Easter Hope
Easter Day at St. Paul’s was magnificent. Full church, brass, timpani, organ and choir, children hunting for eggs, a beautiful spring day and shouts of “The Lord is risen indeed. Alleluia!” reverberating through the church. Everyone I greeted seemed excited and full of energy.
But, of course, that can’t be accurate. With several hundred people attending worship in person and via the livestream there surely were some who didn’t feel excited. We can’t all be in the mood to shout enthusiastically when the rector cues us to do so in his sermon. For some the exuberance of Easter feels disconnected from the reality of their lives.
Esau McCaulley, an associate professor of New Testament at Wheaton College, is one of those people. As he wrote in a column this past weekend in The New York Times, “Easter has never been my favorite church service. Shouting ‘Alleluia, Christ is risen!’ requires an emotional crescendo my melancholy temperament can’t easily manage.”
McCaulley writes that he has “never been a big fan of hope. It’s a demanding emotion that insists on changing you. … Isn’t it easier to believe that everyone who loves us has some secret agenda? That racism will forever block the creation of what Martin Luther King Jr. called the beloved community? That the gun lobby will always overwhelm every attempt at reform? That poverty is a fact of human existence? Despair allows us to give up our resistance and rest awhile.”
We need look no further than this past Monday to empathize with McCaulley’s point. Less than 24 hours after our Easter worship ended, I heard the news of the mass shooting at Old National Bank in downtown Louisville. According to the Mass Shooting Tracker this was the 173rd mass shooting in the United States in 2023. How can we legitimately shout for joy on Easter when we’re averaging 1.7 mass shootings per day? Why put any energy into hoping for a more just and safer world when the resurrection of Jesus didn’t put a stop to suffering?
But Easter insists on hope. Easter promises us that even in the worst of circumstances, even when suffering seems as if it will never end, even when all seems lost, God still has the final word. Easter proclaims that the power of darkness will ultimately be as empty as the tomb was on that first Easter Day. We shout on Easter Day not because all of God’s promises have been fulfilled but because our hope will not be vanquished.

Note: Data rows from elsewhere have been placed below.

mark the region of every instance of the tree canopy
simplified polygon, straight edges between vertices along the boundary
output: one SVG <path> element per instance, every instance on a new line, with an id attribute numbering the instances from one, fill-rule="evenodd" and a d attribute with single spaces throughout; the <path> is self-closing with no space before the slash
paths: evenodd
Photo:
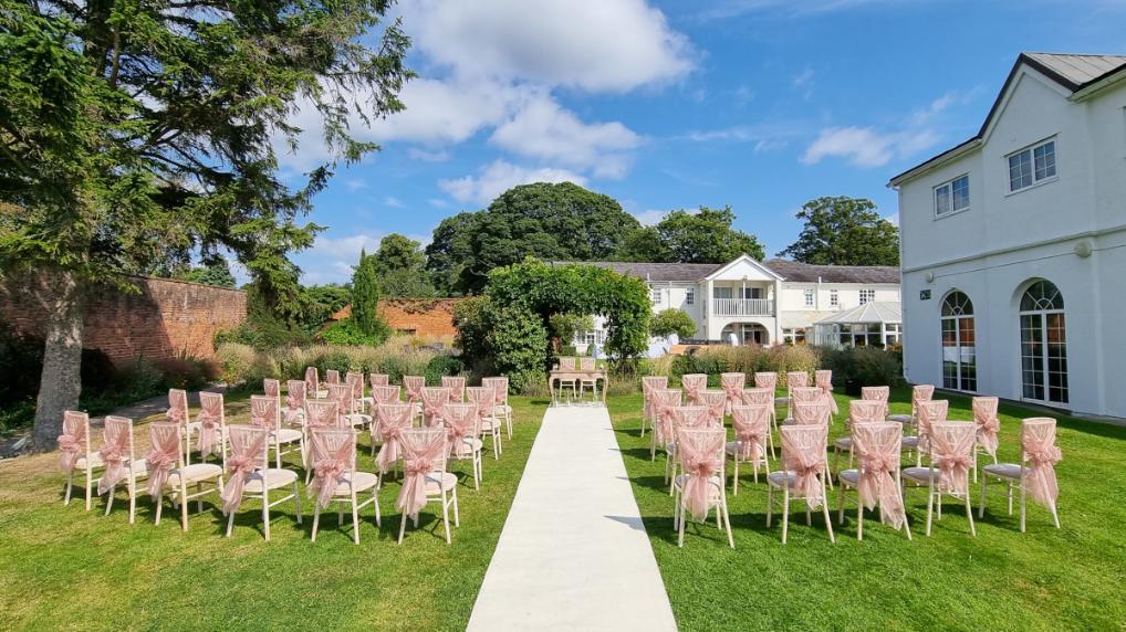
<path id="1" fill-rule="evenodd" d="M 761 261 L 766 256 L 754 235 L 731 227 L 731 207 L 699 211 L 680 209 L 664 216 L 656 226 L 631 233 L 619 259 L 670 263 L 726 263 L 742 254 Z"/>
<path id="2" fill-rule="evenodd" d="M 443 291 L 481 291 L 489 272 L 526 256 L 546 261 L 606 260 L 641 225 L 608 196 L 571 182 L 522 184 L 489 208 L 448 217 L 426 249 Z"/>
<path id="3" fill-rule="evenodd" d="M 45 274 L 54 301 L 37 448 L 78 403 L 91 282 L 227 252 L 267 300 L 296 296 L 311 196 L 377 148 L 349 121 L 402 109 L 409 39 L 381 25 L 388 6 L 3 0 L 0 270 Z M 292 189 L 274 147 L 297 150 L 298 109 L 329 157 Z"/>
<path id="4" fill-rule="evenodd" d="M 797 218 L 805 227 L 778 256 L 819 265 L 900 264 L 900 231 L 872 200 L 817 198 L 805 202 Z"/>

“That indestructibility of hope,” McCaulley writes, “might be the central and most radical claim of Easter — that on the third day after Jesus was killed, he returned to his disciples physically and that made all the difference. Easter, then, is a not metaphor for new beginnings; it is about encountering the person who, despite every disappointment we experience with ourselves and with the world, gives us a reason to carry on.”